Tratta, droga, prostituzione. I violenti affari della mafia nigeriana in Italia: 47 arresti (video)
Violenza e riti tribali, giuramento di fedeltà e sottomissione per la vita. È l’atto di affiliazione con cui la mafia nigeriana ingrossa le sue file in Italia. A scoprirlo è stata la polizia di Teramo, in collaborazione con quella di Ancona, nell’ambito di una vasta operazione che ha portato a un nuovo arresto di decine di mafiosi “d’importazione” africana nel nostro Paese.

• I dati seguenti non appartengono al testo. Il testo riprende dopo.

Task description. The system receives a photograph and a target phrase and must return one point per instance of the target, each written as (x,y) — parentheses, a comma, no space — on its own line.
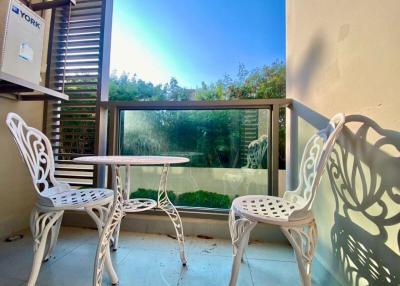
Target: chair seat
(267,209)
(75,198)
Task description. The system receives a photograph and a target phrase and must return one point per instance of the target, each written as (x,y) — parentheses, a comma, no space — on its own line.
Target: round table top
(131,160)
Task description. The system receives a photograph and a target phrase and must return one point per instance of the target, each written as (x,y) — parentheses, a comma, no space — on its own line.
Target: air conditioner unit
(21,41)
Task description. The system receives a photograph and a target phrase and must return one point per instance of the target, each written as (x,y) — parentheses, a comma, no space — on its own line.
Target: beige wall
(344,56)
(16,189)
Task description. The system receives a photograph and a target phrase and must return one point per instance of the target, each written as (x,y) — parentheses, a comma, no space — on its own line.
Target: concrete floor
(148,259)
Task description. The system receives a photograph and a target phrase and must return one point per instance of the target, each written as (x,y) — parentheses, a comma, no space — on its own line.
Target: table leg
(165,204)
(114,218)
(125,197)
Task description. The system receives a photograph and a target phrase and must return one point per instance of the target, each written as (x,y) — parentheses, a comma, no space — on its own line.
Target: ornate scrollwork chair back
(292,212)
(55,197)
(312,167)
(35,149)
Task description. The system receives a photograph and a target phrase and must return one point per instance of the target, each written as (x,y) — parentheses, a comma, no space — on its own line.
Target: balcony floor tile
(148,259)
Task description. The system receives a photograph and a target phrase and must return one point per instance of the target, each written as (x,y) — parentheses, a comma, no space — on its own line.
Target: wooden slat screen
(74,66)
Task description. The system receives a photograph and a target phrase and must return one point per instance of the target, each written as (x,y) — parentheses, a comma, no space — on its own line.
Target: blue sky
(195,40)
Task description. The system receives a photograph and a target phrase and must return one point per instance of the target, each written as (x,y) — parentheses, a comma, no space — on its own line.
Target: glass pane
(227,151)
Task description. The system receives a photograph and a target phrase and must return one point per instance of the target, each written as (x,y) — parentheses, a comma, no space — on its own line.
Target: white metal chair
(54,197)
(292,212)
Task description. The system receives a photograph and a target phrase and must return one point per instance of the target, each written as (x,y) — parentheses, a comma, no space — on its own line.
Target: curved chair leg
(165,204)
(55,230)
(109,222)
(41,223)
(240,232)
(115,238)
(303,240)
(100,218)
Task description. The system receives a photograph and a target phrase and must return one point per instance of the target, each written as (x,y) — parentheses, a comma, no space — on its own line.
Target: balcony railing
(234,147)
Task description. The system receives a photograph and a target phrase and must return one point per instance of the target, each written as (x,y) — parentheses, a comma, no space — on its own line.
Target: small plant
(151,194)
(206,199)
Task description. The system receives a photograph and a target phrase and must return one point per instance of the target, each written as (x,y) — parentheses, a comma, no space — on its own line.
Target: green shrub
(202,198)
(151,194)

Tutti gli affari della mafia nigeriana
I fermi sono stati 47, tra centro Italia e Sicilia. Le accuse sono di associazione di tipo mafioso dedita a riciclaggio e illecita intermediazione finanziaria; tratta di giovane donne; stupefacenti; reati violenti nei confronti di aderenti ad altri cults o punitivi nei confronti di altri connazionali. L’operazione, battezzata “Pesha” dal nome della cellula mafiosa nigeriana locale, ha consentito anche di ricostruire il tipo di organizzazione e radicamento della criminalità organizzata africana nel nostro Paese.
In Italia come in Nigeria
I fermati sono affiliati della “Supreme Eiye Confraternity (Sec)” o ”Eiye”, radicata in Nigeria, ma diffusa in molti Stati europei ed extraeuropei ed equiparata per struttura e forza intimidatoria alle mafie tradizionali. I fermati, hanno spiegato gli investigatori, appartengono alla cellula che opera sulla costiera del Teramano fino ad Ancona e anche fuori dalla Nigeria replicano in tutto e per tutto gli schemi della cosca madre: la segretezza del vincolo associativo, la ritualità dell’affiliazione, l’adozione di linguaggio e simbologia rigorosi, la violenza delle azioni. Caratteristiche che si riscontano già a partire dal rito di affiliazione, che costituisce un vincolo a vita. Dalle indagini sono emersi anche casi in cui i membri del clan con la violenza hanno costretto ad affiliarsi anche soggetti che non volevano farlo.
Le violenze della mafia nigeriana
Ripetute le aggressioni fisiche documentate, a partire da quelle ai danni di giovani donne costrette a prostituirsi o di membri della cosca giudicati non sufficientemente fedeli. Proprio uno di questi, dopo aver subito un violento pestaggio, ha deciso di collaborare con gli inquirenti, che hanno fatto scattare gli arresti dopo aver scoperto i piani di fuga degli indagati, verso altri Paesi europei dove avevano contatti, come Francia, Germania, Belgio, Svezia.